Les effets de la pandémie ne cessent de s'amplifier. Selon la dernière livraison de l'Insee rendue publique ce vendredi 7 août, l'emploi salarié a reculé de 0,6% au cours du second trimestre sur la période où les mesures de confinement ont été les plus drastiques. Ce qui correspond à environ 119.400 destructions de postes. À cela s'ajoutent les 497.500 postes du trimestre précédent. Au total, près de 620.000 postes ont été détruits dans le secteur privé au cours du premier semestre.
Depuis le printemps, de grands groupes (Airbus, Renault, Michelin) ont annoncé des suppressions de postes et parfois des fermetures de sites. Ces décisions vont avoir des répercussions désastreuses sur l'emploi local avec des sous-traitants et des fournisseurs directement frappés par cette récession historique.

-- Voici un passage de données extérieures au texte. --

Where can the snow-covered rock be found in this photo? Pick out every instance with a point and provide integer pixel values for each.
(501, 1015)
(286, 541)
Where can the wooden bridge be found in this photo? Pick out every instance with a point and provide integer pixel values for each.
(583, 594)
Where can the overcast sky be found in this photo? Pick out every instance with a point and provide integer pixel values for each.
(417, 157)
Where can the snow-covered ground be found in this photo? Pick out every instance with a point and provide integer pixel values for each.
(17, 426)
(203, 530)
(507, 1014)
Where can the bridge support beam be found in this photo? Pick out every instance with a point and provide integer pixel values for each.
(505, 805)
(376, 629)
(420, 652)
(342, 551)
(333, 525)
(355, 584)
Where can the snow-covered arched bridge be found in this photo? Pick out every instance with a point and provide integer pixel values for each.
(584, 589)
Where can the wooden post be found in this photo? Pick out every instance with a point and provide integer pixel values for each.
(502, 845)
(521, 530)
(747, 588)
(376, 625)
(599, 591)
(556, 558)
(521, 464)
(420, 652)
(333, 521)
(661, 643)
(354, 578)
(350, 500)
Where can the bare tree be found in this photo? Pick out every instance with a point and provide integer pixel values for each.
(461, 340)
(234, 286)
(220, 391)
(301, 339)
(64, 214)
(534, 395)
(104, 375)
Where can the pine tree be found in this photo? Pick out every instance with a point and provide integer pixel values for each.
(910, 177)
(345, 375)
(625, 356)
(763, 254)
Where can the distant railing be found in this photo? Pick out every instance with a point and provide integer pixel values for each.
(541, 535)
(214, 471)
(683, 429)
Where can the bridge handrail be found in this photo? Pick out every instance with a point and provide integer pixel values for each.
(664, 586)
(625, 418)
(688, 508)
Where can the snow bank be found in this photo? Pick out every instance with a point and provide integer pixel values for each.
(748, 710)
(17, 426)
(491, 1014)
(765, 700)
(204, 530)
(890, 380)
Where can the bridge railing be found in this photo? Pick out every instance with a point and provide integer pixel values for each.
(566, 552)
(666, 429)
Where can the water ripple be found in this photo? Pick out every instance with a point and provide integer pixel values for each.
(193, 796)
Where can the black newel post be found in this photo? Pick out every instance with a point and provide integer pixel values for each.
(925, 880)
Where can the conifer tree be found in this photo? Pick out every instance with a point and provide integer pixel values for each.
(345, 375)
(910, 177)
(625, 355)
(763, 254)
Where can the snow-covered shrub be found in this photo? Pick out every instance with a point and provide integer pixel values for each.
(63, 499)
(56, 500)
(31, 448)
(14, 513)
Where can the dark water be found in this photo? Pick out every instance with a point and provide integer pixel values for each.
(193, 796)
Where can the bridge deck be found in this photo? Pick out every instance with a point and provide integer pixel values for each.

Si les mesures de chômage partiel ont permis de préserver le revenu d'une bonne partie de la population active durant les huit semaines de confinement, la levée progressive des mesures d'endiguement et la moindre prise en charge de l'activité partielle par la collectivité (État et Unédic) depuis le début de l'été devraient mettre en lumière les conséquences abyssales de la récession sur le marché du travail. Or l'emploi reste un facteur déterminant pour la reprise économique. Dans une récente étude du cabinet Xerfi, l'économiste Olivier Passet soulignait cet enjeu.
"L'emploi demeure le talon d'Achille du processus de récupération de l'économie. L'ajustement s'est concentré sur l'intérim et les CDD courts (-700.000 durant le confinement). Le recours au chômage partiel et l'extension probable du dispositif après septembre permettent aux entreprises d'amortir l'ajustement des CDI. La sortie du dispositif s'opère graduellement, protégeant encore les personnes en sureffectif. Mais l'emploi va devenir une variable d'ajustement inévitable, contribuant à l'impossible retour rapide de l'économie à son niveau initial. Nous prévoyons 900.000 destructions d'emplois salariés d'ici la fin de l'année et une stabilisation en 2021."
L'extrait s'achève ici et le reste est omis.